Há dez anos, um artigo no The Guardian elencava 6 razões que impunham uma diferente abordagem deste modelo de turismo, o qual já teria ultrapassado o seu auge. E escrevia-se então que o “turismo industrial de massas baseia-se na montagem, distribuição e consumo de produtos embalados”, em que “a mercantilização do que deveria ser reverenciado como único é ainda agravado pela aplicação de estratégias industriais de redução de custos de homogeneização, de estandardização e de automatização que eliminam ainda mais quaisquer vestígios de diferença, quanto mais de mística (...)”. Depois, referia-se que “as baixas barreiras à entrada e a ausência de regulamentação encorajam o crescimento rápido e a especulação”. O “turismo é um produto perecível”, que “não pode ser armazenado”, acrescentando-se que “os visitantes fazem com que os preços da terra, dos alimentos, da água, da habitação e das infra-estruturas aumentem a um ritmo estreitamente correlacionado com o declínio das margens dos operadores turísticos”, tendo como consequência que “mais turismo significa muitas vezes menos benefícios para as comunidades de acolhimento.”
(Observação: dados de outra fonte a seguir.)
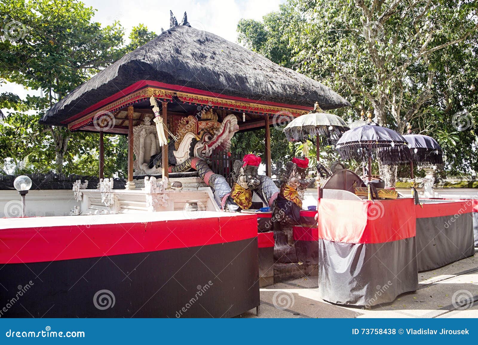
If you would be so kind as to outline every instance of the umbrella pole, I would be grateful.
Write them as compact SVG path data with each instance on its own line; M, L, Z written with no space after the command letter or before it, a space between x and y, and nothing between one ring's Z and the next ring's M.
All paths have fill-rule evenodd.
M372 180L372 157L369 156L369 200L372 199L372 194L370 190L370 183Z
M317 140L317 163L318 164L320 163L320 143L319 142L318 134L315 136L315 139Z
M317 145L317 148L316 148L316 152L317 152L317 164L318 164L319 163L320 163L320 142L319 141L319 134L318 134L318 133L317 133L315 135L315 140L316 141L316 145ZM318 172L318 171L317 171L317 178L319 177L319 172ZM318 188L317 191L317 199L320 199L322 197L322 186L320 186L320 179L317 181L317 188ZM317 209L318 209L318 205L317 205Z
M410 162L410 177L412 178L412 197L414 198L415 177L413 176L413 161Z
Um destino turístico não deve ser visto simplesmente como “um recurso a ser explorado, mas como um lugar sagrado a ser protegido e celebrado pela sua singularidade”, defendendo-se, em alternativa, “menos volume, congestionamento, incómodo, destruição e danos”, em prol de um turismo com “mais significado, propósito, valor, paz e realização”, pugnando-se por “não mais, mas melhor” turismo.
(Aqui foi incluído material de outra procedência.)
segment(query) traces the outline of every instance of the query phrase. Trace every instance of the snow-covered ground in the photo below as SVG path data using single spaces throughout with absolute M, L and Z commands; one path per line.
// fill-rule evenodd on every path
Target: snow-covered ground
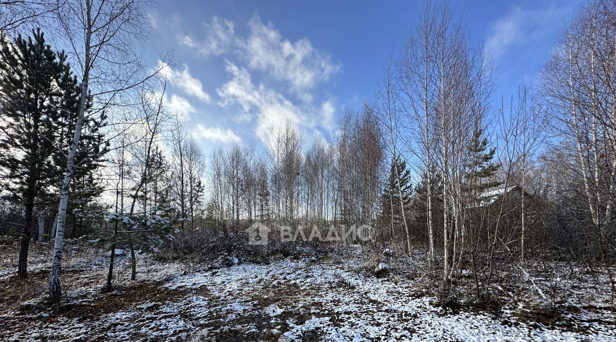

Perante o que está acontecer em Sintra e em tantos locais de peregrinação turística por esse mundo, o Turismo de Macau continua na idade da pedra e só se entusiasma com cada vez mais gente a entrar. A primeira página desta manhã do jornal Ponto Final informava-nos de que só este ano, até 25 de Julho, já entraram 19 milhões de turistas (pseudo-turistas) em Macau, representando um crescimento de 38,2%. Num dia entraram 135.000 pessoas numa cidade que tem menos de 700.000 habitantes.
Desconheço se os responsáveis turísticos já circularam por Macau, anónimos, pelos locais de maior concentração de visitantes, mas deviam fazê-lo. Para um residente, até uma simples ida à Cinemateca num sábado à tarde se tornou num pesadelo, tantos são os encontrões que leva, a berraria e a fumarada rua após rua.
O próximo Chefe do Executivo, seja ele qual for, deverá repensar o modelo turístico de Macau. E colocar uma alínea sobre este problema no seu programa de governo.
Se a política de turismo do Tibete fosse idêntica à da RAEM aquele paraíso natural e cultural da humanidade já se teria transformado num parque de diversões de montanha, gerando lixo e poluição em quantidades astronómicas. E estou certo de que ninguém quererá isso em Pequim.
Também em relação a Macau, se os responsáveis locais não conseguem perceber o mal que estão a fazer à cidade, ao seu património, às suas ruas, e à qualidade de vida da maioria dos seus residentes, se não conseguem ver isso e contribuir para a existência de política sustentáveis e de longo prazo para o turismo de Macau, então deverá ser o Governo Central a colocar um travão à falta de racionalidade e bom senso para que se possa valorizar e proteger aquilo que constitui património de todos.
Isso é que seria muito patriótico. Não o caos e a balbúrdia actuais e que terão no futuro, aliás já no presente, custos elevadíssimos (turísticos, ambientais, e na qualidade de vida e na saúde dos residentes e das futuras gerações) para todos os que aqui vivem.